GLiREL -- Generalist Model for Zero-Shot Relation Extraction
Jack Boylan, Chris Hokamp, Demian Gholipour Ghalandari
TL;DR
GLiREL introduces a generalist, single-pass architecture for zero-shot relation extraction that encodes relation labels and entity-pair representations in a shared latent space and scores their compatibility via a sigmoid. The model processes multiple entity pairs and labels in parallel, enhancing efficiency over per-pair, per-label approaches, and leverages a synthetic data generation protocol to achieve strong zero-shot performance. Empirical results on Wiki-ZSL and FewRel demonstrate state-of-the-art performance, with synthetic pretraining further boosting accuracy and robustness as unseen-label counts rise. The work also provides a practical data-generation protocol and discusses extensions to coreference and document-level relation classification, highlighting GLiREL’s potential for scalable real-world IE tasks.
Abstract
We introduce GLiREL (Generalist Lightweight model for zero-shot Relation Extraction), an efficient architecture and training paradigm for zero-shot relation classification.
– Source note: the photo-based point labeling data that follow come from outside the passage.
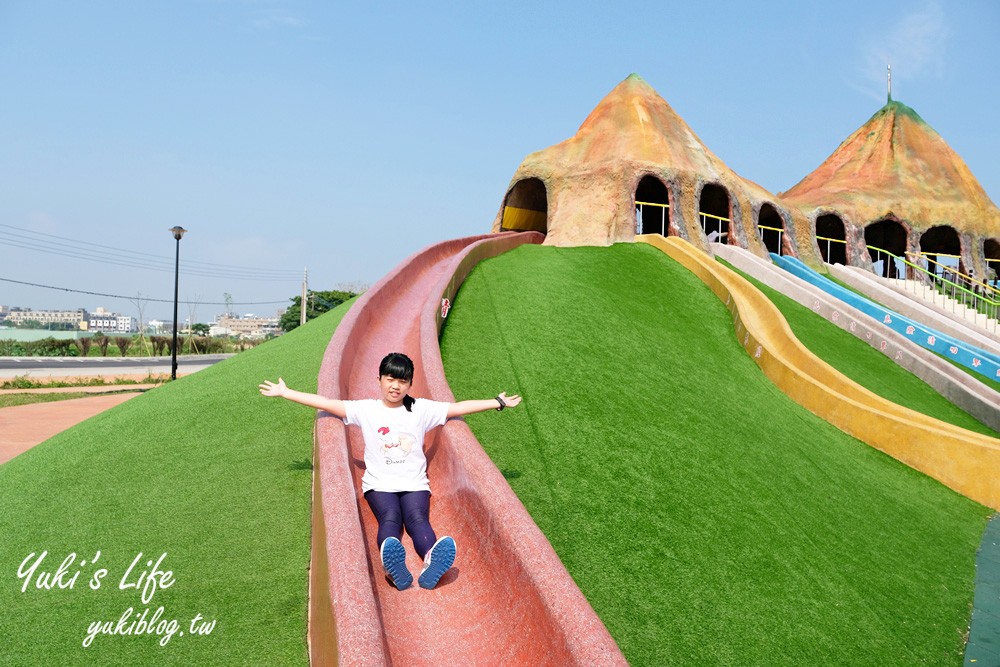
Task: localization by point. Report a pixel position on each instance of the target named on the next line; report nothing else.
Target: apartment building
(18, 316)
(107, 322)
(248, 326)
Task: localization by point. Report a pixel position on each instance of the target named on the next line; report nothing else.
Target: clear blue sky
(343, 137)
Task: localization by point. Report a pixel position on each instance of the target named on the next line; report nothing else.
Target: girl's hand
(269, 388)
(510, 401)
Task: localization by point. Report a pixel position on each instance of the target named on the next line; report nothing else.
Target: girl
(395, 482)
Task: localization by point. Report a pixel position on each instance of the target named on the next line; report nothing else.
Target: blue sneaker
(438, 561)
(394, 561)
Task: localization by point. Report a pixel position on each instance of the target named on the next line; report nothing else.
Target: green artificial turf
(866, 365)
(204, 470)
(707, 517)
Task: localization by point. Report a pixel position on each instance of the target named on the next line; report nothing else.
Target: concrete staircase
(943, 304)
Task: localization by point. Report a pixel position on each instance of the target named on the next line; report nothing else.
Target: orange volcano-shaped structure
(635, 165)
(896, 165)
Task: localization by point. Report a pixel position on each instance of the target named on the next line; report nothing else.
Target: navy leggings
(403, 508)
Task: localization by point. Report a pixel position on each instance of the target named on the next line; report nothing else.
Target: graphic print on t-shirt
(395, 446)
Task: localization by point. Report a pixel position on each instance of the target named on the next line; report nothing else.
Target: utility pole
(302, 302)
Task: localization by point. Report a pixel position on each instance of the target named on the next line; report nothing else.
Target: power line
(57, 245)
(139, 298)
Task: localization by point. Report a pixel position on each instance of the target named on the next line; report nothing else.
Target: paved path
(24, 426)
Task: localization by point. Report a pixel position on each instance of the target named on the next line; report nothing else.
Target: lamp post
(178, 232)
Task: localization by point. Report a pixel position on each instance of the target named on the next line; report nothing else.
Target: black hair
(399, 366)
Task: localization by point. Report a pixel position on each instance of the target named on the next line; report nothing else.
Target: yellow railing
(640, 219)
(780, 231)
(719, 234)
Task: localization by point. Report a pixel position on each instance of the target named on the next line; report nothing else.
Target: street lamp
(178, 232)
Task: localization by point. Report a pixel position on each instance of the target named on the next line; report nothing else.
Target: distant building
(107, 322)
(18, 316)
(247, 326)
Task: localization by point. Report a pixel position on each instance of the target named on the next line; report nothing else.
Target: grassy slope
(705, 516)
(204, 469)
(866, 365)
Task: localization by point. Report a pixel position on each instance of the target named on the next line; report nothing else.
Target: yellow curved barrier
(962, 460)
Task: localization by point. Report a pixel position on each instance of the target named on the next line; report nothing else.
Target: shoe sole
(394, 562)
(441, 559)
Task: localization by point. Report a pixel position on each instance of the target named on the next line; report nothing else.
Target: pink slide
(508, 600)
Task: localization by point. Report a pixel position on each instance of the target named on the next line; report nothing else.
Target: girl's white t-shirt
(394, 442)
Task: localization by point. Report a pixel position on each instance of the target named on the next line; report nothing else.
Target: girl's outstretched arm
(332, 405)
(469, 407)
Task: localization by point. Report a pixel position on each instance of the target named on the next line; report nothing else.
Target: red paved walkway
(24, 426)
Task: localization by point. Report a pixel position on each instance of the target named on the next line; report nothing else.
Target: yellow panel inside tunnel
(523, 219)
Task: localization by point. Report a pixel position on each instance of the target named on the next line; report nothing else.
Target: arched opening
(526, 207)
(941, 250)
(652, 207)
(885, 239)
(770, 227)
(713, 213)
(991, 253)
(831, 237)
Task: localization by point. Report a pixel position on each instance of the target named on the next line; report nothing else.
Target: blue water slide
(977, 360)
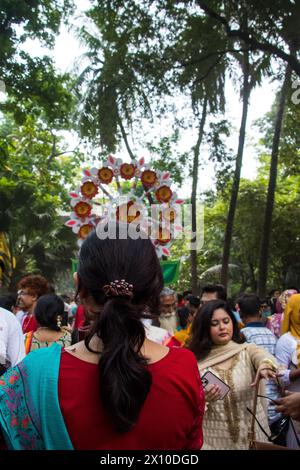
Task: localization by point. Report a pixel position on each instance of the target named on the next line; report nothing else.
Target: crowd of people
(125, 357)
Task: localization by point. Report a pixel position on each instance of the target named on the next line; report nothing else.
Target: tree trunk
(267, 226)
(237, 173)
(193, 255)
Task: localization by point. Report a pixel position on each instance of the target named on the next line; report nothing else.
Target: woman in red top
(117, 389)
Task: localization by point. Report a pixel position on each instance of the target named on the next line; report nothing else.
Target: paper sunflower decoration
(134, 193)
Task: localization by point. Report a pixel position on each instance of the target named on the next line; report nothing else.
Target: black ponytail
(124, 378)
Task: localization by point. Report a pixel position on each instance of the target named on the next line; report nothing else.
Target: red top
(79, 317)
(171, 417)
(29, 323)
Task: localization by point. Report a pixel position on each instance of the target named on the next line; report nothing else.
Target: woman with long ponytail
(116, 389)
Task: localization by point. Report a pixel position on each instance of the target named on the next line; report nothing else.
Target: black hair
(125, 380)
(8, 301)
(47, 309)
(193, 300)
(186, 292)
(249, 305)
(218, 288)
(271, 292)
(183, 314)
(201, 343)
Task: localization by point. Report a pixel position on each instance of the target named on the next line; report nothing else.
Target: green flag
(170, 270)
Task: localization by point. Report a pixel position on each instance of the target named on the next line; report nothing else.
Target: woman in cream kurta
(227, 422)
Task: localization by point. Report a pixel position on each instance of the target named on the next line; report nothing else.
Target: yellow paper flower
(122, 212)
(89, 189)
(82, 209)
(85, 230)
(148, 178)
(164, 236)
(169, 214)
(163, 194)
(105, 175)
(127, 171)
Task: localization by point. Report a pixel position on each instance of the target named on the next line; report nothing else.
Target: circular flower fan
(134, 194)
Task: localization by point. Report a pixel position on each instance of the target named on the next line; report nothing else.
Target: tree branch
(248, 38)
(124, 135)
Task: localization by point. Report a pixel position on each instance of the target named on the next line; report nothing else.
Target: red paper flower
(148, 178)
(127, 171)
(105, 175)
(82, 209)
(89, 189)
(163, 194)
(85, 230)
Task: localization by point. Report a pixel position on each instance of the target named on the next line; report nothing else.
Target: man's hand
(289, 405)
(212, 392)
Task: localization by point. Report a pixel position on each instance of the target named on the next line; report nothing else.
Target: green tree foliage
(32, 83)
(33, 197)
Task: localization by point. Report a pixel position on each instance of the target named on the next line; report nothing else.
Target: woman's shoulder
(180, 358)
(287, 339)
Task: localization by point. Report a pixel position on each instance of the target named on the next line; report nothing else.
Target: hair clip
(118, 289)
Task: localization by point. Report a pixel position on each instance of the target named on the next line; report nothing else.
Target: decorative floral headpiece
(142, 188)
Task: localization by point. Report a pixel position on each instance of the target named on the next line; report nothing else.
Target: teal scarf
(30, 415)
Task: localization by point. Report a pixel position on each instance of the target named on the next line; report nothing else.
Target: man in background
(168, 317)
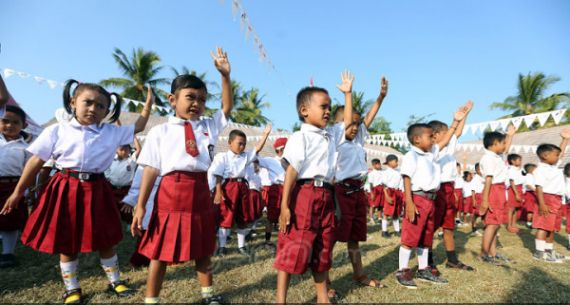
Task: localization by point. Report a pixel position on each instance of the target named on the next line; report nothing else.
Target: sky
(436, 54)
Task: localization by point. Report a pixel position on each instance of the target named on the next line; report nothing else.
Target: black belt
(316, 183)
(83, 176)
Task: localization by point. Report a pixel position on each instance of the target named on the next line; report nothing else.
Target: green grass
(37, 277)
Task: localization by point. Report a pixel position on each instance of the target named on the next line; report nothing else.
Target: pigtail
(117, 108)
(67, 95)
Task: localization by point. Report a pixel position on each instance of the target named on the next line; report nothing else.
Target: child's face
(91, 107)
(317, 111)
(11, 125)
(237, 145)
(425, 140)
(188, 103)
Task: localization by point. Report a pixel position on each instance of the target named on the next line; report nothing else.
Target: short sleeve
(409, 165)
(44, 145)
(294, 151)
(150, 153)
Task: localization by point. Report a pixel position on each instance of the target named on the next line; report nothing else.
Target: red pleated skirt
(16, 220)
(182, 226)
(73, 216)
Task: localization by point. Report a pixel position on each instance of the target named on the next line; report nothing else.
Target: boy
(445, 207)
(233, 195)
(515, 193)
(494, 199)
(391, 179)
(307, 219)
(550, 187)
(421, 177)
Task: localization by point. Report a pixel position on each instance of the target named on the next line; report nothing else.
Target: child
(376, 192)
(421, 177)
(391, 179)
(530, 203)
(515, 192)
(351, 168)
(13, 157)
(307, 219)
(183, 222)
(445, 207)
(550, 187)
(76, 211)
(235, 206)
(494, 199)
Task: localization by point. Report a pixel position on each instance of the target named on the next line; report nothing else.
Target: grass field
(37, 278)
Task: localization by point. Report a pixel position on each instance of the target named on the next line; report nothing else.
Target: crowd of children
(182, 202)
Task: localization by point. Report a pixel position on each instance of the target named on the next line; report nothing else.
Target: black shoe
(405, 278)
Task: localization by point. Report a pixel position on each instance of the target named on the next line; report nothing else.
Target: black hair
(544, 148)
(416, 130)
(236, 133)
(492, 137)
(513, 157)
(184, 81)
(437, 126)
(17, 111)
(68, 95)
(304, 97)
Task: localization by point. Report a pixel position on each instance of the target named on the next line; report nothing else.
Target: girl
(183, 222)
(76, 211)
(13, 157)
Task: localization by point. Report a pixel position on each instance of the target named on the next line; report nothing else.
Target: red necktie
(190, 139)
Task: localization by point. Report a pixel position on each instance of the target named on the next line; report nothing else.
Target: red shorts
(548, 222)
(309, 240)
(353, 210)
(74, 216)
(15, 220)
(497, 205)
(236, 205)
(420, 232)
(511, 201)
(182, 225)
(444, 214)
(392, 210)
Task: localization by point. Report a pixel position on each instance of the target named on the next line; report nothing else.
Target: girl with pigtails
(76, 211)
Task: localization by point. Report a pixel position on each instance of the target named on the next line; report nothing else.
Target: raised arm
(223, 65)
(369, 118)
(145, 113)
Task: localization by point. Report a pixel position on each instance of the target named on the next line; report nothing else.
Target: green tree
(140, 69)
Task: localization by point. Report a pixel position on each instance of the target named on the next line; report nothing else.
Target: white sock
(539, 244)
(111, 268)
(222, 237)
(9, 240)
(404, 259)
(422, 258)
(396, 223)
(69, 274)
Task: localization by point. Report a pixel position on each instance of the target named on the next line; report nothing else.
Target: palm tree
(531, 97)
(249, 110)
(140, 69)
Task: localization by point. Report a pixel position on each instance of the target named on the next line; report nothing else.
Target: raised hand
(346, 82)
(221, 61)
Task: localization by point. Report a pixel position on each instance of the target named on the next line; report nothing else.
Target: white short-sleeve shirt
(82, 148)
(311, 151)
(422, 169)
(550, 178)
(165, 149)
(494, 165)
(13, 156)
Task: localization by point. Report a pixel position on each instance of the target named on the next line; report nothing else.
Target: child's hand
(284, 219)
(383, 87)
(221, 61)
(346, 82)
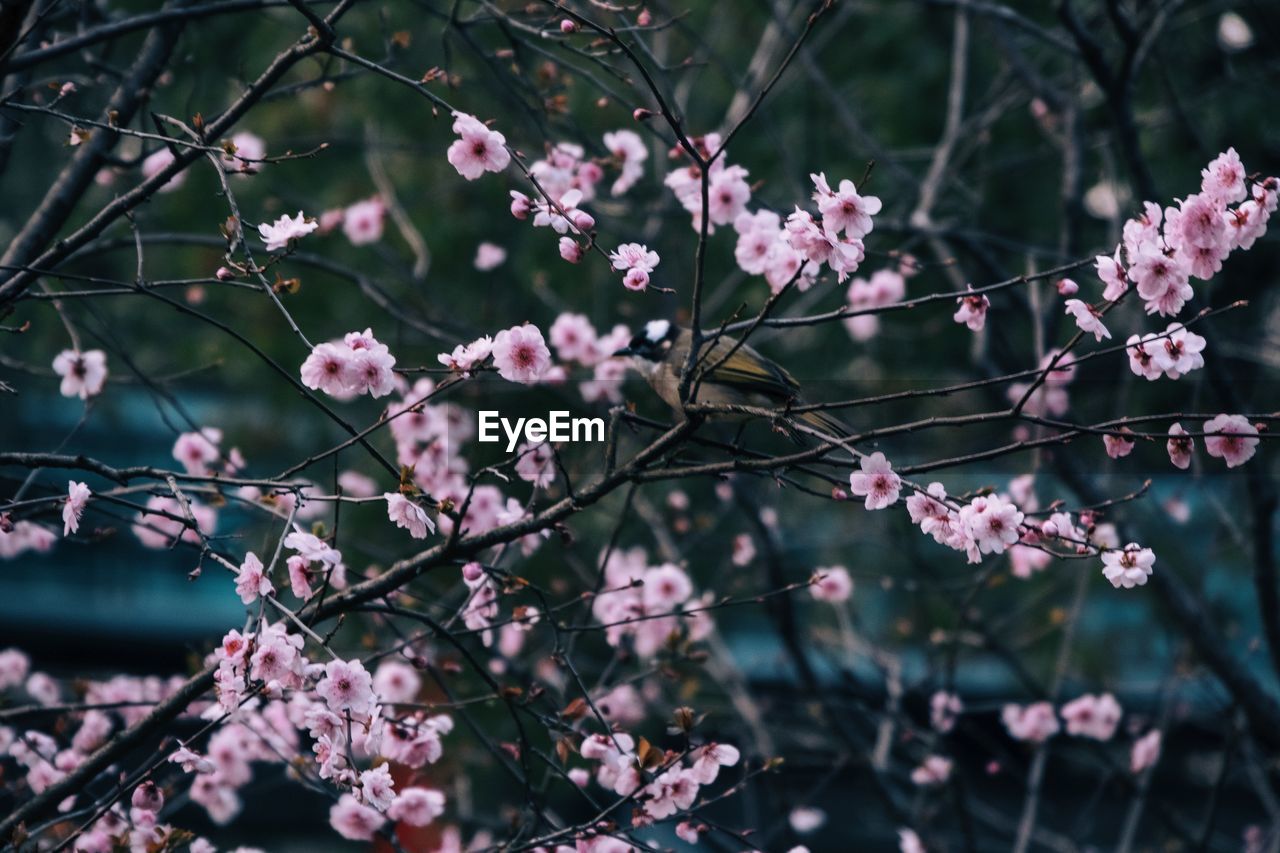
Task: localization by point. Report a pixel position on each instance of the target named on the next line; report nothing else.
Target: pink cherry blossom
(251, 582)
(845, 209)
(832, 584)
(346, 687)
(199, 451)
(571, 250)
(672, 792)
(467, 356)
(1223, 179)
(635, 279)
(284, 229)
(408, 515)
(1230, 438)
(1112, 274)
(1200, 223)
(478, 149)
(416, 806)
(83, 373)
(1180, 447)
(14, 666)
(376, 788)
(77, 496)
(1147, 356)
(1183, 351)
(876, 482)
(362, 222)
(1128, 568)
(396, 682)
(1118, 446)
(1088, 319)
(520, 354)
(327, 368)
(489, 256)
(353, 820)
(158, 162)
(634, 256)
(1161, 279)
(973, 310)
(370, 372)
(992, 523)
(1146, 752)
(1033, 723)
(1092, 716)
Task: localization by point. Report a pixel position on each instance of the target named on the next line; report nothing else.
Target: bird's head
(652, 346)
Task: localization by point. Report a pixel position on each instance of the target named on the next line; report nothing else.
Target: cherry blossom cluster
(361, 222)
(795, 250)
(662, 784)
(350, 368)
(648, 605)
(1162, 250)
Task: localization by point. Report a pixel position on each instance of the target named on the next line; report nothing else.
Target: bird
(735, 375)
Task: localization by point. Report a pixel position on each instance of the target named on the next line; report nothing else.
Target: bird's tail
(821, 422)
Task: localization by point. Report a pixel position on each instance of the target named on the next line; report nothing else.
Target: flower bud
(570, 250)
(635, 279)
(520, 205)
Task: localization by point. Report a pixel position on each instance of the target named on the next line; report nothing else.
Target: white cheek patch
(657, 329)
(644, 366)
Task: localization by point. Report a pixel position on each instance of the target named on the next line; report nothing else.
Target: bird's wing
(749, 370)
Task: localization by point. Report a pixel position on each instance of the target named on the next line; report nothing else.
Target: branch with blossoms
(743, 606)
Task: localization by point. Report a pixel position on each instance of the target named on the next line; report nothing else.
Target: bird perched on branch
(727, 373)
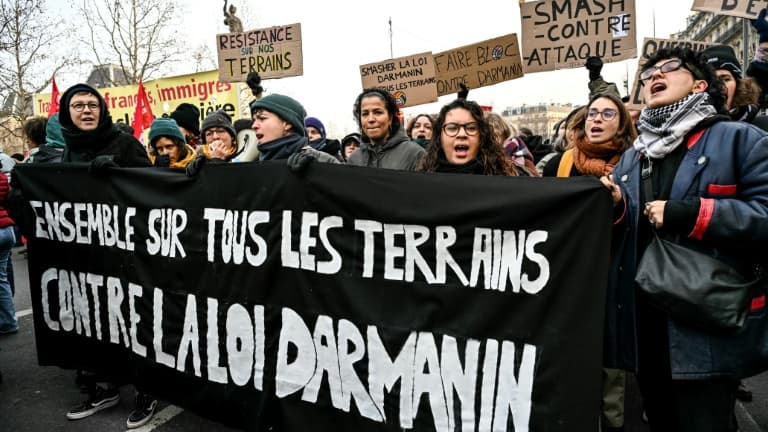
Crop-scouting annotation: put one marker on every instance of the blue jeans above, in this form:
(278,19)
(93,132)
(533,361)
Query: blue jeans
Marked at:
(8,323)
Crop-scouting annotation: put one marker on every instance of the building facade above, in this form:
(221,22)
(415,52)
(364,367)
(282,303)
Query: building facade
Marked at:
(720,29)
(540,119)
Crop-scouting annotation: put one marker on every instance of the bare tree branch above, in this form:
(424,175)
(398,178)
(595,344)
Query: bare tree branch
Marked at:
(26,40)
(134,34)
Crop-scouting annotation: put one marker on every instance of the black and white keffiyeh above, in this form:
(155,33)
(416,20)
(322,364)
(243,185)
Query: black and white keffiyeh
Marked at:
(662,129)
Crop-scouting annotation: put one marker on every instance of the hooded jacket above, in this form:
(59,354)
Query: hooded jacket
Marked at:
(398,153)
(106,139)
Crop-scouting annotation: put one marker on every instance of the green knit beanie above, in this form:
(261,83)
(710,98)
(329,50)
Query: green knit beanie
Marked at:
(164,127)
(285,107)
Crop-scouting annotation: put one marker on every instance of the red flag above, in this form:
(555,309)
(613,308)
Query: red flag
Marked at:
(142,115)
(53,108)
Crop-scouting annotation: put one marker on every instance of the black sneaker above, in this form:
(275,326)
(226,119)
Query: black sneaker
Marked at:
(145,409)
(100,399)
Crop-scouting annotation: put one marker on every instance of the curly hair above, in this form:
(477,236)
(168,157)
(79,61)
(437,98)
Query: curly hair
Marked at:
(697,64)
(491,155)
(626,133)
(499,128)
(389,102)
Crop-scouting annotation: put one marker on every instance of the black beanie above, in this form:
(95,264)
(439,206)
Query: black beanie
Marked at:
(285,107)
(188,117)
(723,57)
(218,119)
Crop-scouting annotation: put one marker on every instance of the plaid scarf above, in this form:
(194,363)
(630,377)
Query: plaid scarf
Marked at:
(662,129)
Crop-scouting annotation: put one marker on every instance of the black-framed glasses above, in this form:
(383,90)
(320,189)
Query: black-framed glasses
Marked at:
(79,106)
(667,67)
(218,131)
(452,129)
(607,114)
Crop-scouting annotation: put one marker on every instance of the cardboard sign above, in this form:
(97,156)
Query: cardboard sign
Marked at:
(410,79)
(479,65)
(203,89)
(273,52)
(739,8)
(650,46)
(561,34)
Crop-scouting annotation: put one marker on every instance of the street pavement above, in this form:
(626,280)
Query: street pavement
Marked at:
(35,398)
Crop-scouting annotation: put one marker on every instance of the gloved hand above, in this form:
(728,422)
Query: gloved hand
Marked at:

Inspired by recent advancements in zero-shot named entity recognition, this work presents an approach to efficiently and accurately predict zero-shot relationship labels between multiple entities in a single forward pass. Experiments using the FewRel and WikiZSL benchmarks demonstrate that our approach achieves state-of-the-art results on the zero-shot relation classification task. In addition, we contribute a protocol for synthetically-generating datasets with diverse relation labels.